I can go home and look through my Mom’s cookbook collection and I see all kinds of grease splattered, gravy stained, broken spiral binding stored in a ziplock bag cookbooks that have come from various local community groups.  The look of these cookbooks lets me know that those are the ones I want to look through and maybe cook something.  The Southern Foodways Alliance has put together their version of the Community Cookbook and I think it might become a  grease splattered, gravy stained cookbook in my collection!!

These recipes are divided into sections such as Garden Goods, Grist, Yardbird, The Hook, and Cane.  This book of recipes really represents southern food and people no matter where you are living or where you were born.  The contributors are “someone” you know — whether they are a catfish farmer, an attorney, an academic, a restaurant chef, or your next door neighbor’s cousin twice removed — and if you don’t know them you will definitely want to be introduced.

With hunting season about to start here is a recipe for Venison and Noodles by Gayle Brooks of Brooksville, Florida (pg 206)

2 lbs venison roast                                            1 stalk celery, chopped (about 1/2 cup)

1/4 cup all-purpose flour                                3 medium onions, sliced (about 6 cups)

1 teaspoon salt                                                     1 tablespoon Worcestershire sauce

1/2 teaspoon ground black pepper             2 cups chopped tomatoes

3 tablespoons bacon drippings                     Hot, cooked noodles, for serving

Cut the venison in to 2-inch pieces.

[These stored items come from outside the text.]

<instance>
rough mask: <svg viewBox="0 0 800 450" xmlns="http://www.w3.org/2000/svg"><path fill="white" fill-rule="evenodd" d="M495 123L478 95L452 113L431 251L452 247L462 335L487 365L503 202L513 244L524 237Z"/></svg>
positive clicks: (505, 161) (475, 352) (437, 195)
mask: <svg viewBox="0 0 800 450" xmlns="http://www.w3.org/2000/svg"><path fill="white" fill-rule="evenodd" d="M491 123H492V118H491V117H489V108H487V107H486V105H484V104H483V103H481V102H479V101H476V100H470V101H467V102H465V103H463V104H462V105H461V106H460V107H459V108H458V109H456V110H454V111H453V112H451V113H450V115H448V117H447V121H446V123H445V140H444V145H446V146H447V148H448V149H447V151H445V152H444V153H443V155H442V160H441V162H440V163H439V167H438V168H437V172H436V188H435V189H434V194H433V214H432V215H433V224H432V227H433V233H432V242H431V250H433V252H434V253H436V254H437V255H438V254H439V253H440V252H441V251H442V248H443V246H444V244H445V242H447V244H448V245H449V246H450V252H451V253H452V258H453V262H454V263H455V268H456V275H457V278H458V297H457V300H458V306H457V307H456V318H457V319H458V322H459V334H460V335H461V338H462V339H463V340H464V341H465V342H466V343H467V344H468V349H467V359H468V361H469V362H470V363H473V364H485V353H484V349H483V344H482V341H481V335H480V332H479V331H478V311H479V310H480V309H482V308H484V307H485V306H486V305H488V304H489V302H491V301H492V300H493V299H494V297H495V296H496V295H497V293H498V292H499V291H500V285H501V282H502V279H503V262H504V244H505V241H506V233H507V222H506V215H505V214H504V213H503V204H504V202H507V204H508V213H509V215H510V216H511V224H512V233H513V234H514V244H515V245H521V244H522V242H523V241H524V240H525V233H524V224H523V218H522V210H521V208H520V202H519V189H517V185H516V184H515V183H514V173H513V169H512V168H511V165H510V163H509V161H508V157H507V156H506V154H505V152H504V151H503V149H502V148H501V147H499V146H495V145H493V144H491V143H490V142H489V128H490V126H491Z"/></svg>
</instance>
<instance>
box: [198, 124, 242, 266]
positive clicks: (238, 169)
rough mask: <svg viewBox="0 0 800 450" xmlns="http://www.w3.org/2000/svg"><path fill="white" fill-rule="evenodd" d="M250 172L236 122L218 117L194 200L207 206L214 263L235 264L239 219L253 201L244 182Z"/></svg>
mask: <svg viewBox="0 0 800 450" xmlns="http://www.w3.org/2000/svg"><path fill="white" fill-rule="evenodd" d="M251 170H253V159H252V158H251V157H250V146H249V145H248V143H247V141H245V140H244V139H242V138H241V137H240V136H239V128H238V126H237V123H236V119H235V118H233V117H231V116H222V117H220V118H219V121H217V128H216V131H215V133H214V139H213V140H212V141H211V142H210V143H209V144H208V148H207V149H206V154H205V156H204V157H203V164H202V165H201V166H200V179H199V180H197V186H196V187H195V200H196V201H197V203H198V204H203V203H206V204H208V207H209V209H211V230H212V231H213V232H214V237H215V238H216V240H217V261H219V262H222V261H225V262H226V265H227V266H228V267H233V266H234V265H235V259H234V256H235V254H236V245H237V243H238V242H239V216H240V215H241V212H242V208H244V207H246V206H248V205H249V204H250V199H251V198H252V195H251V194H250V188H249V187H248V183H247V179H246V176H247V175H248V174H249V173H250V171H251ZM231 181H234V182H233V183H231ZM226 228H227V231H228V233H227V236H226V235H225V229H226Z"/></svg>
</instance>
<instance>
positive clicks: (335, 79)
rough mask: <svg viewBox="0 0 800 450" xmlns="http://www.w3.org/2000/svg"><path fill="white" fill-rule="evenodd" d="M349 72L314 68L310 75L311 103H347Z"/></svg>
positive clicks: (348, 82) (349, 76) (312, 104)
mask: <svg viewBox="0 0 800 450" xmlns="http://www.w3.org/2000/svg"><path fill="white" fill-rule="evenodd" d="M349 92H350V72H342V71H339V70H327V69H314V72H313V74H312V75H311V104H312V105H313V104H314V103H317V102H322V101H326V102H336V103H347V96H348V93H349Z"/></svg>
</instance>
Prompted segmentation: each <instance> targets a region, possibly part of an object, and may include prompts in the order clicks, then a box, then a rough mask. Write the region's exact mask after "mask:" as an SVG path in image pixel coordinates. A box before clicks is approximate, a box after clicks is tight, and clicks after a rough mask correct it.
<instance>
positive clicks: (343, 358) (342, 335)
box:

Stir together the flour, salt, and pepper in a bowl. Lightly coat the venison in the seasoned flour, shaking off the excess.  Set aside in a single layer.

Heat the drippings in a large skillet over medium-high heat.  Add the venison and brown it on all sides.   Stir in the celery, onions, Worcestershire, and tomatoes.  Reduce the heat to medium-low, cover, and simmer until the meat is very tender.  1 1/2 to 2 hours.  Serve hot over the noodles.

There is a quote from Eudora Welty right when you open the book and having lived in Jackson, MS all my life I must say I agree with her….

“I daresay any fine recipe used in Jackson could be attributed to a local lady, or her mother — Mrs. Cabell’s Pecans, Mrs. Wright’s Cocoons, Mrs. Lyell’s Lemon Dessert.  Recipes, in the first place, had to be imparted — there was something oracular in the transaction — and however often they were made after that by others, they kept their right names.  I make Mrs. Mosal’s White Fruitcake every Christmas, having got it from my mother, who got it from Mrs. Mosal, and I often think to make a friend’s recipe is to celebrate her once more, and in that cheeriest, most aromatic of places to celebrate in, the home kitchen.”

…and I believe, Miss Welty, I have eaten a few of these recipes a time or two myself.